Abstract by: Matt Cocanougher, Staff Member


A war has been waged in the western United States between the snowmobile industry and conservation groups regarding the use of snowmobiles in national parks, specifically Yellowstone National Park. Interestingly, by handing down opposing decisions, two federal courts have allowed battles to be won by both sides. This has created a great amount of confusion for the conservation groups as well as the snowmobile industry. Additionally, the party charged with putting an end to the confusion, the National Parks Service ("NPS"), played an important role in causing the uncertainty in the first place.


Fund for Animals v. Norton, 294 F. Supp. 2d 92 (D.D.C. 2003), was a suit brought by numerous environmental organizations in the Washington D.C. circuit court to challenge the NPS's decision to allow snowmobile use at Yellowstone National Park. The events leading up to this case began in 1997 after some environmental problems arose because of the use of snowmobiles. The NPS responded to a suit by environmental groups which addressed these problems by completing an Environmental Impact Statement in 1998 and issuing a Finding of No Significant Impact, while vowing to continue studying the environmental impacts. Later, in 2001, the NPS decided on the Snowcoach Rule, which would phase out snowmobiles by the 2003-2004 seasons and replace them with mass transit snowcoaches. However, two years after the Snowcoach Rule was decided upon, the NPS completely changed its mind and decided to allow 950 snowmobiles to access Yellowstone daily, mandating that the snowmobiles conform with the best available technology standards.


After the NPS decision reversing its earlier Snowcoach Rule, Fund for Animals and other environmental organizations sued in the D.C. court based on the argument that the 2003 change of the rule was arbitrary and capricious, which violated the Administrative Procedure Act ("APA"). The D.C. court agreed that the 2003 rule was arbitrary and capricious and issued an order reinstating the 2001 decision and allowing the NPS to promulgate new rules to address the matter.


While it seems as though this should be the end of the story, it is not. After the D.C. decision, the International Snowmobile Manufacturers Association and the state of Wyoming brought suit to reopen their pending case challenging the 2001 Snowcoach Rule in Int'l Snowmobile Mfr. Ass'n v. Norton, 304 F. Supp. 2d 1278 (D. Wyo. 2004). Because the Wyoming District Court found that the NPS had not spent an adequate amount of time reviewing the environmental consequences of the Snowcoach Rule, it found that the Rule was invalid. This decision, therefore, ordered the NPS to restore the status quo of no restrictions on snowmobiles.

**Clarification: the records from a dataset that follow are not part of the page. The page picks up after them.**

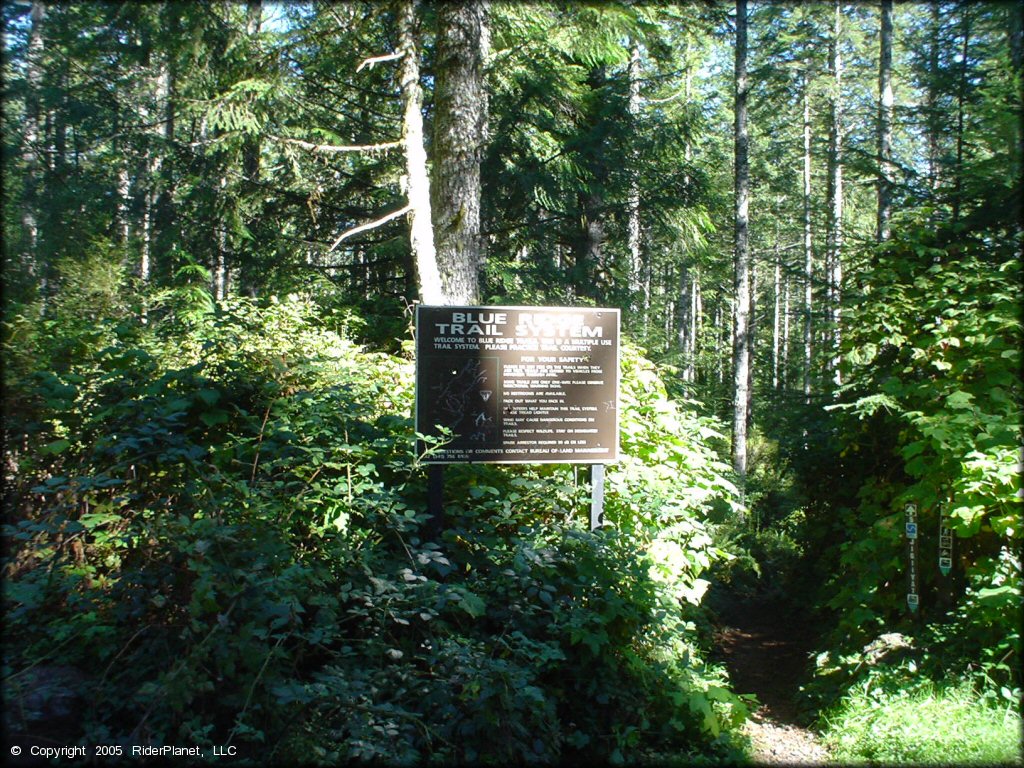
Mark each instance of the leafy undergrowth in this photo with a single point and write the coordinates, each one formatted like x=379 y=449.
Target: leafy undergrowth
x=932 y=724
x=219 y=536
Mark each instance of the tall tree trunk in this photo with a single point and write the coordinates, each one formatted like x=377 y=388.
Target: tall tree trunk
x=459 y=137
x=248 y=269
x=417 y=182
x=775 y=309
x=696 y=309
x=808 y=245
x=934 y=118
x=885 y=124
x=633 y=201
x=589 y=271
x=965 y=9
x=752 y=335
x=741 y=256
x=835 y=232
x=684 y=317
x=785 y=334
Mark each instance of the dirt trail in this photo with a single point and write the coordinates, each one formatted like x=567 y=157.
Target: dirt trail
x=765 y=648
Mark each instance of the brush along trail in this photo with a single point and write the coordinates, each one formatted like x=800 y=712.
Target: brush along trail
x=765 y=647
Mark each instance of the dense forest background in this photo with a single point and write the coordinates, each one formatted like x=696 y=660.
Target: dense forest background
x=217 y=217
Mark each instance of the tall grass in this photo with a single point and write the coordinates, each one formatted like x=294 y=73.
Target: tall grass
x=934 y=724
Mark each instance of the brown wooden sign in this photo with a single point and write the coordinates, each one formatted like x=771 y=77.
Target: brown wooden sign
x=518 y=384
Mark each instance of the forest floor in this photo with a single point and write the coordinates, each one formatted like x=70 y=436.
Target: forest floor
x=765 y=647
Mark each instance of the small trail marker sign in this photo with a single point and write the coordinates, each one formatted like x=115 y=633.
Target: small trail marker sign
x=945 y=547
x=518 y=384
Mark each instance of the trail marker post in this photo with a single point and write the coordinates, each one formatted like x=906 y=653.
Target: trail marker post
x=912 y=598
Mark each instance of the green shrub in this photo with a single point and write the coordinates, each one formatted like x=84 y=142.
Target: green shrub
x=221 y=525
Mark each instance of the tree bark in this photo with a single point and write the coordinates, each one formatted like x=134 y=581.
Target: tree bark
x=934 y=118
x=417 y=182
x=776 y=302
x=31 y=147
x=885 y=179
x=459 y=137
x=741 y=255
x=808 y=245
x=248 y=270
x=962 y=110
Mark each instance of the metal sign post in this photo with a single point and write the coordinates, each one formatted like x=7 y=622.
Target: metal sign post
x=596 y=496
x=945 y=546
x=509 y=384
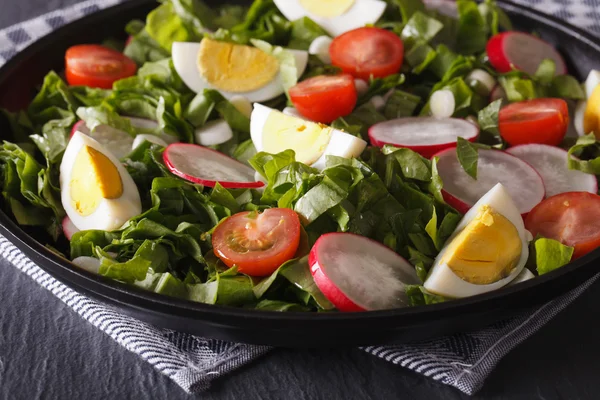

As a result of both of these cases, the environmental groups involved in the first D.C. case went back to the D.C. court to ask to resolve these inconsistent decisions. The D.C. court ruled that the NPS now has to create a new "rule making process in a manner consistent with, and addressing the concerns" of the Wyoming District Court. Funds for Animals v. Norton, 323 F. Supp. 2d 7, 10 (D.D.C. 2004). Therefore, the NPS has a very difficult task ahead of it of addressing the issues of both the snowmobile industry and environmental groups while keeping in mind the decisions issued in these two cases.